Macroeconomic and geopolitical developments – Weekly report, November 25, 2025
More than a month after the Gaza ceasefire, Israel’s strategic environment remains unstable. Military gains in Gaza, Lebanon, and Iran have not translated into durable political arrangements. In Lebanon, Hezbollah's rearming and tensions have intensified following recent Israeli strikes. In Gaza, the U.S.-backed stabilization plan faces major implementation problems, with Washington prepared to maintain a long-term division between a “red zone” under Hamas control in the western part of the Strip and a “green zone” in the east, under Israeli control, where reconstruction is expected to begin. Iran is restoring its missile capabilities, while shifting U.S.-Saudi priorities limit Israel’s diplomatic leverage ahead of the elections.

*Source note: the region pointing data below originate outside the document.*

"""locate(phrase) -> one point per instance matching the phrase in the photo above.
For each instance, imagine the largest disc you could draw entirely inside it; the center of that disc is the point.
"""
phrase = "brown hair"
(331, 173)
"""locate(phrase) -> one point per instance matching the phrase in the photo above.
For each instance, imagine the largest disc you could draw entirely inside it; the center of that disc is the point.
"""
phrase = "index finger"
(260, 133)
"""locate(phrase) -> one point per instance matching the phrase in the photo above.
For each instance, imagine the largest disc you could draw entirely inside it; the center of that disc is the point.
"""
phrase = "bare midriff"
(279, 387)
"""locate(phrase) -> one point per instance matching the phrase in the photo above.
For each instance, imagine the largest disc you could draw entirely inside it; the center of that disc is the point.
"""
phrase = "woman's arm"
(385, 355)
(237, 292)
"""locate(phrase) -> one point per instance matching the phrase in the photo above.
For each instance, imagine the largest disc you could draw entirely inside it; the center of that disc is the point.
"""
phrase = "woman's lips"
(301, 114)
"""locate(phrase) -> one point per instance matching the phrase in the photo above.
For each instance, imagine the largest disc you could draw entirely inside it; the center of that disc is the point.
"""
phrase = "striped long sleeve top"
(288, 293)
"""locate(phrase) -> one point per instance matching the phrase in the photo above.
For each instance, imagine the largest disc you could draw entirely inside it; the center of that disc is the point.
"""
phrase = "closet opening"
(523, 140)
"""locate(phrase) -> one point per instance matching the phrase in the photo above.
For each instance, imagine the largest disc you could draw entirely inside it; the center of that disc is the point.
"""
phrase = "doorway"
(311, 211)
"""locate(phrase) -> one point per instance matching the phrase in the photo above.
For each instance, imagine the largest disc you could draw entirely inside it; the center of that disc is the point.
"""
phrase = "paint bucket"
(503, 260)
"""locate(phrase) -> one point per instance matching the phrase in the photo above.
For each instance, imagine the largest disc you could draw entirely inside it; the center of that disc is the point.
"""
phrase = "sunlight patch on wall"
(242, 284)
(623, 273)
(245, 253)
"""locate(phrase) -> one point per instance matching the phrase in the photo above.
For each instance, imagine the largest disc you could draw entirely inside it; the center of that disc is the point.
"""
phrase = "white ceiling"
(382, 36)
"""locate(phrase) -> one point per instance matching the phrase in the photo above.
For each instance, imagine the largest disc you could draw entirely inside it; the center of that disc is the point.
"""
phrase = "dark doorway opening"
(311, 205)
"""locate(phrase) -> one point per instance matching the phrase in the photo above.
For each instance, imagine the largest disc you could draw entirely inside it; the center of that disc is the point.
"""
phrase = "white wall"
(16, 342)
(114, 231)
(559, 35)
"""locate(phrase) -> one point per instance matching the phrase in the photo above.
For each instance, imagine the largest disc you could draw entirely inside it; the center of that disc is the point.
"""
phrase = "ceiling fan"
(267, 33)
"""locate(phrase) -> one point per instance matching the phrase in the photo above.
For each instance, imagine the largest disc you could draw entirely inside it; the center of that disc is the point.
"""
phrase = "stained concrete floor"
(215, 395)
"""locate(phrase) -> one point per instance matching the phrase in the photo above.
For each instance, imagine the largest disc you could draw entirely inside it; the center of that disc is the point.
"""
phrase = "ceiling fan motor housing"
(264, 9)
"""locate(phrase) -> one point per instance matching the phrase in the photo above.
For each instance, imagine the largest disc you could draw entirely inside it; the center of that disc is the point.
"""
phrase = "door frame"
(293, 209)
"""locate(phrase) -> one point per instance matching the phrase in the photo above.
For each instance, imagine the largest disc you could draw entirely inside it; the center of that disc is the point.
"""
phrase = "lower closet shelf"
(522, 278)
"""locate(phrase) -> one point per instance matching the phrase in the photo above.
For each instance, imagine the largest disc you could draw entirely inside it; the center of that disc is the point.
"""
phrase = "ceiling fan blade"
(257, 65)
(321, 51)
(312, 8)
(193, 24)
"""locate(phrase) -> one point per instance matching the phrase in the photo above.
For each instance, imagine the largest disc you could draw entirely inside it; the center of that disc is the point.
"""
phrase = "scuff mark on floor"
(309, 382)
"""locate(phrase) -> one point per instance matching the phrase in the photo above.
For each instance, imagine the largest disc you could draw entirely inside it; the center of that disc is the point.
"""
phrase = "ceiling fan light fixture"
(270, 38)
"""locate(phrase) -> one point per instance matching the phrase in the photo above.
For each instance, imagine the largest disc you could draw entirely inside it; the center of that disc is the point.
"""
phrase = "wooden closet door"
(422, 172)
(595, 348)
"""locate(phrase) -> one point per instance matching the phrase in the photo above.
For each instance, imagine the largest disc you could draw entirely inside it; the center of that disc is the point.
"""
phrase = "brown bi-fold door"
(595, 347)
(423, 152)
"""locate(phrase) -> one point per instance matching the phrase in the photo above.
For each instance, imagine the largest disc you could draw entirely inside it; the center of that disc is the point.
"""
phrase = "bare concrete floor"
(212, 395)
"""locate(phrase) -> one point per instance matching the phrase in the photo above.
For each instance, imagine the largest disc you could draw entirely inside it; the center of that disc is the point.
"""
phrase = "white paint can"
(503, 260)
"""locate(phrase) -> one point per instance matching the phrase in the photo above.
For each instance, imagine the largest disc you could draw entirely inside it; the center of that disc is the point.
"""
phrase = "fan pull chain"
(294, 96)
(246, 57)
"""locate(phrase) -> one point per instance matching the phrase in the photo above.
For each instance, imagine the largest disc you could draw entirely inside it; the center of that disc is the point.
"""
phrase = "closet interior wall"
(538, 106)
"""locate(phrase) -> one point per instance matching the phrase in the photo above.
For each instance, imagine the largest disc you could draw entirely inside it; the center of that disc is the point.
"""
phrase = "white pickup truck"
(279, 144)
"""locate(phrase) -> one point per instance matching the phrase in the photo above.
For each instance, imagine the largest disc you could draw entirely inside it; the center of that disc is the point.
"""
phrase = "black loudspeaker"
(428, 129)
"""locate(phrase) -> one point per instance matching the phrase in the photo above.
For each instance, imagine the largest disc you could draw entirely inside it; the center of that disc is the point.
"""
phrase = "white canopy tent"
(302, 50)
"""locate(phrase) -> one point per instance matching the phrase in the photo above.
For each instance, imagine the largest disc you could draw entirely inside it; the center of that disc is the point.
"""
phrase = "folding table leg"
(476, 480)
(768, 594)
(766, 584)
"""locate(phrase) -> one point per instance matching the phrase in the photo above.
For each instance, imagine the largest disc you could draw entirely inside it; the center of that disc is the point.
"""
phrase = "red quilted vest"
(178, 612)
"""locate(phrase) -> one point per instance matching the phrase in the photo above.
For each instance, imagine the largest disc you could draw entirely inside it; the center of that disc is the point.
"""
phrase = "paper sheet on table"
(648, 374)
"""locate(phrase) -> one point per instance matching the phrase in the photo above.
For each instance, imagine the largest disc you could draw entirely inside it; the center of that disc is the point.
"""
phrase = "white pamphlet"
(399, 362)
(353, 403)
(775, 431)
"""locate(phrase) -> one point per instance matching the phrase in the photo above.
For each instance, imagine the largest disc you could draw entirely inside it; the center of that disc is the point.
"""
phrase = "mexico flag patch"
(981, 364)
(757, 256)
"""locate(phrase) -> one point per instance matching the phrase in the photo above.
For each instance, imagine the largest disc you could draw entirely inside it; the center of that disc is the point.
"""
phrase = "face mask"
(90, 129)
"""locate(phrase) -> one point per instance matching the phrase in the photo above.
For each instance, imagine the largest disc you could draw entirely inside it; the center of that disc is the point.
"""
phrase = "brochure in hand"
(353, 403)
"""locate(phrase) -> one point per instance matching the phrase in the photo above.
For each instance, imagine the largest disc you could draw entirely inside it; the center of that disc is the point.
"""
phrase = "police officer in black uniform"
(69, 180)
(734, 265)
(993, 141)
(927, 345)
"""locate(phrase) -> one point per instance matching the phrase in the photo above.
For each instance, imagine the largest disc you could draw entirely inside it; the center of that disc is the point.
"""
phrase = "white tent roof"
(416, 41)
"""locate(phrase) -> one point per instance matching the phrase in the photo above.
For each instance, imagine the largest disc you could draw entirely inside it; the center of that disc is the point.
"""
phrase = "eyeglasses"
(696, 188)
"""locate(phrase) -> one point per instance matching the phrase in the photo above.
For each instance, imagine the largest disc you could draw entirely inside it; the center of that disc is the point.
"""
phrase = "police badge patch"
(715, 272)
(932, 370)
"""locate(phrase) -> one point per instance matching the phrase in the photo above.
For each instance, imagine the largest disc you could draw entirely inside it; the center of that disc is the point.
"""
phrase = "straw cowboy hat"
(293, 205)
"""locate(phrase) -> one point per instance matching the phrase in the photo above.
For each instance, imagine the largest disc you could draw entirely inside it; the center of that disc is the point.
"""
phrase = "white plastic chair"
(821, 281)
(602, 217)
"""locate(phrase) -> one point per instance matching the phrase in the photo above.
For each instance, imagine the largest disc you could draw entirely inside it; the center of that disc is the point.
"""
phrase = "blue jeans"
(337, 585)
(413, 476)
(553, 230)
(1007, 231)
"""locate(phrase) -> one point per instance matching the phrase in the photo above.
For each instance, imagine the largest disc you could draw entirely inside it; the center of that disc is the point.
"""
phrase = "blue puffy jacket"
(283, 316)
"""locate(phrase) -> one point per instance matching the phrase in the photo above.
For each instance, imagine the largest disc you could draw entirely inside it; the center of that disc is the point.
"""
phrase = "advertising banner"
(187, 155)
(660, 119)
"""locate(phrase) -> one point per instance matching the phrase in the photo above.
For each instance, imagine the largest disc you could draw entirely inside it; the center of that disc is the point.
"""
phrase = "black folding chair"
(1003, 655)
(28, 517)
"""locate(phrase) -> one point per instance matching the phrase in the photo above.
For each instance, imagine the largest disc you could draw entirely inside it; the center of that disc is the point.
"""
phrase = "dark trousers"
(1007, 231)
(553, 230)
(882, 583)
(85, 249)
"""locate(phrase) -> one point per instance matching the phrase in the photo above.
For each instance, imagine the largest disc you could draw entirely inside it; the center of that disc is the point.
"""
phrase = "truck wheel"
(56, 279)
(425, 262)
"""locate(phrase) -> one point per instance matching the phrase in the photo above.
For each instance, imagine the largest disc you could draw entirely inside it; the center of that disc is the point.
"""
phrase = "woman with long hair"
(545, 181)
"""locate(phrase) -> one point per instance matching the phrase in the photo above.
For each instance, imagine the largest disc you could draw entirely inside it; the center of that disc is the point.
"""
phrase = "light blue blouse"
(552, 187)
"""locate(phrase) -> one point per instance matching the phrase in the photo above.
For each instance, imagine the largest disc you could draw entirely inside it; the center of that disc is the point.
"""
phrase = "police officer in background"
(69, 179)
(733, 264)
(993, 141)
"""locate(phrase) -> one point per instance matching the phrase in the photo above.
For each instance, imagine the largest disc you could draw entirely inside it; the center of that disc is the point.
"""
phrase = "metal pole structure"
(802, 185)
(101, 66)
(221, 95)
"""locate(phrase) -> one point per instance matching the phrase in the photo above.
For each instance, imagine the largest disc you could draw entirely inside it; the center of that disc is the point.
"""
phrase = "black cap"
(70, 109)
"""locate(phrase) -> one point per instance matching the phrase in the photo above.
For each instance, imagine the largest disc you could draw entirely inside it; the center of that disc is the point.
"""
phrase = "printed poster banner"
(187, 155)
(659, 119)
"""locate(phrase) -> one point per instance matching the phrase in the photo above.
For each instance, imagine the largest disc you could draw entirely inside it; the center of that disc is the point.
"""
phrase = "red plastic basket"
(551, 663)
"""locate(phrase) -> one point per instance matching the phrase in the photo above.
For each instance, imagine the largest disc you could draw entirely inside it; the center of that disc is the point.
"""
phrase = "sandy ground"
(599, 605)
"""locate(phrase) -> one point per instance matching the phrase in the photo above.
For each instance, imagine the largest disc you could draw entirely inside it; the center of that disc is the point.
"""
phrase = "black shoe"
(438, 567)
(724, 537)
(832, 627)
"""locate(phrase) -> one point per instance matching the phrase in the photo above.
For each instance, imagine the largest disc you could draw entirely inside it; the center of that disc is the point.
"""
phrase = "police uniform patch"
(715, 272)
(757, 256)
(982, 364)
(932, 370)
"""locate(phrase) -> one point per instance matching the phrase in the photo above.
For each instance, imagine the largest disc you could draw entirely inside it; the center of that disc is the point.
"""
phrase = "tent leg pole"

From an economic perspective, we see a rapid rebound in Q3 growth, alongside strong wage data (showing nearly 5% annual increases), improving consumer sentiment, and a persistently tight labor market. At the same time, inflation has fallen for the second consecutive month, allowing the Bank of Israel to cut rates to 4.25%, its first reduction since January 2024. We expect another 25 bp rate cut at the February MPC meeting, followed by an additional cut in Q2 2026, bringing the policy rate to roughly 3.5%-3.75% by year-end.
In the FX market, the shekel has stabilized and slightly appreciated to around 3.28 per dollar. The shekel has gained from record high-tech services exports in September, as well as widening interest-rate differentials working in Israel’s favor.